Question

Which of the following complex can show geometrical isomerism?

• A. $\left(\left[Pt \left(gly\right) \left(Cl\right)_{2}\right]\right)^{-}$
• B. $\left[Pt \left(en\right) ClBr\right]$
• C. $\left(\left[Pt \left(gly\right) ClBr\right]\right)^{-}$
• D. $\left[Pt \left(en\right) \left(Cl\right)_{2}\right]$

Answer 1

Answer: (C)

Geometrical Isomers is also known as "Cis-Trans" isomerism. It is observed in molecules where rotation is restricted such as in alkenes where cis and Trans isomers can be formed along the double bond. Coordination complexes also witness Cis and Trans isomers.
We see here that $Pt$ is attached to bidentate ligands' glycine (gly) and ethylenediamine (en). We must note that in bidentate ligands the adjacent donor atoms are always $90^{^\circ }$ to each other, they would never be $180^{^\circ }$ to each other since it would break the ring.
$Pt$ forms square planar complex and with reference to structure, Option $2\text{and}4$ can be discarded as no cis or Trans isomer can be formed as we have same adjacent donor atoms in "en" ligands.
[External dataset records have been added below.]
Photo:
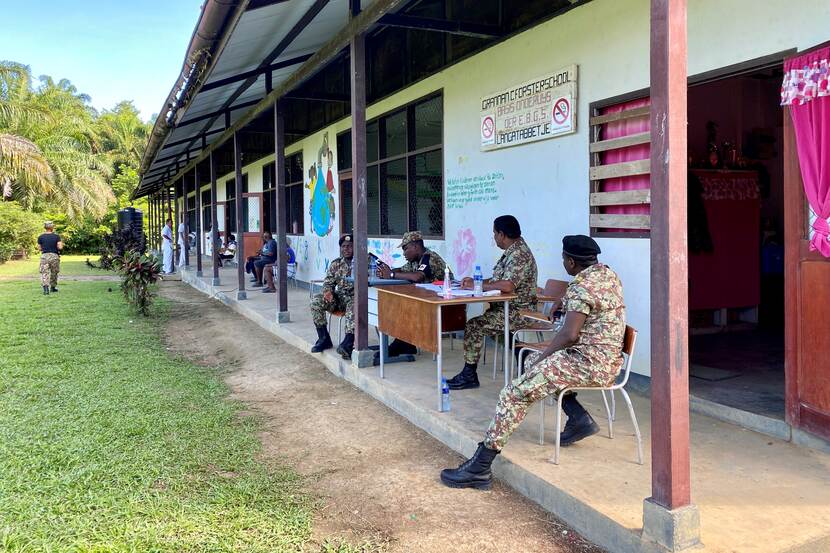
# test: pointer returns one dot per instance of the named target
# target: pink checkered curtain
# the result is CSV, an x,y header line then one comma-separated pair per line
x,y
806,89
618,129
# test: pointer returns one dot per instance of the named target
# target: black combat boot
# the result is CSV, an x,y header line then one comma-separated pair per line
x,y
346,346
466,379
474,472
580,424
323,340
399,347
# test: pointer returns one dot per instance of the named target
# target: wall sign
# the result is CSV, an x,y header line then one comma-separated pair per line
x,y
538,109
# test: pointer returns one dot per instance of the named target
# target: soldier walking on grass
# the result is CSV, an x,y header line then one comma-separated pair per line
x,y
50,245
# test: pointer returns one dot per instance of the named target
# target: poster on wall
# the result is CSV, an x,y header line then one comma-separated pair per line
x,y
538,109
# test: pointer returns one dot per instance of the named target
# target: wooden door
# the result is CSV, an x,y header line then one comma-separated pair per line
x,y
252,226
807,299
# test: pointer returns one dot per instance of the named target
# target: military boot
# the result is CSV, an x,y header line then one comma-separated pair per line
x,y
323,340
474,472
580,424
346,346
466,379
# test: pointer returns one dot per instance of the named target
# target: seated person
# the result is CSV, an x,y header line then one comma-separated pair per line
x,y
267,254
337,295
227,253
514,273
586,352
268,271
422,265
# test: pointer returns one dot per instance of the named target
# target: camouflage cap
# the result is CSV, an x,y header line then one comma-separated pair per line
x,y
411,237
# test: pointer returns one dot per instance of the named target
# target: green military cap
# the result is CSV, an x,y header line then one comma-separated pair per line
x,y
411,237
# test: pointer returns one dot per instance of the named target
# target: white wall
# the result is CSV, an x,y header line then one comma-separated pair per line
x,y
545,184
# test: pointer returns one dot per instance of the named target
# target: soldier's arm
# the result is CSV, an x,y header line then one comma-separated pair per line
x,y
330,280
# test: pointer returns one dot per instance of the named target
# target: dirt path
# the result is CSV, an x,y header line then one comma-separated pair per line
x,y
376,473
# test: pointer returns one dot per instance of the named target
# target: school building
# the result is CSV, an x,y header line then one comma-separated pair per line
x,y
688,138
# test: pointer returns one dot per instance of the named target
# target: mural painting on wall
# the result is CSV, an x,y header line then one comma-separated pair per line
x,y
464,252
321,185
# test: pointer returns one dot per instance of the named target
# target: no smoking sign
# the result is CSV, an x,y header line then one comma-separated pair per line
x,y
488,129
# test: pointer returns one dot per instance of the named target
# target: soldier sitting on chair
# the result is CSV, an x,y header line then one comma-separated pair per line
x,y
423,265
514,273
337,295
586,352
Even though if $ClandBr$ change their positions they would always be $90^{^\circ }$ to each other and their would be no change in the configuration.
Next we have option $1$ , even though gly has different donor atoms, but it has $2Cl$ ligands attached to $Pt$ which limits the formation of cis and Trans isomers.
Last option $3$ is correct as all the $4$ atoms attached to $Pt$ are different as it is of the form $\left[\right.M\left(\right.abcd\left.\right)\left]\right.$ . Changing the positions of ligands would form different Cis- Trans Isomers.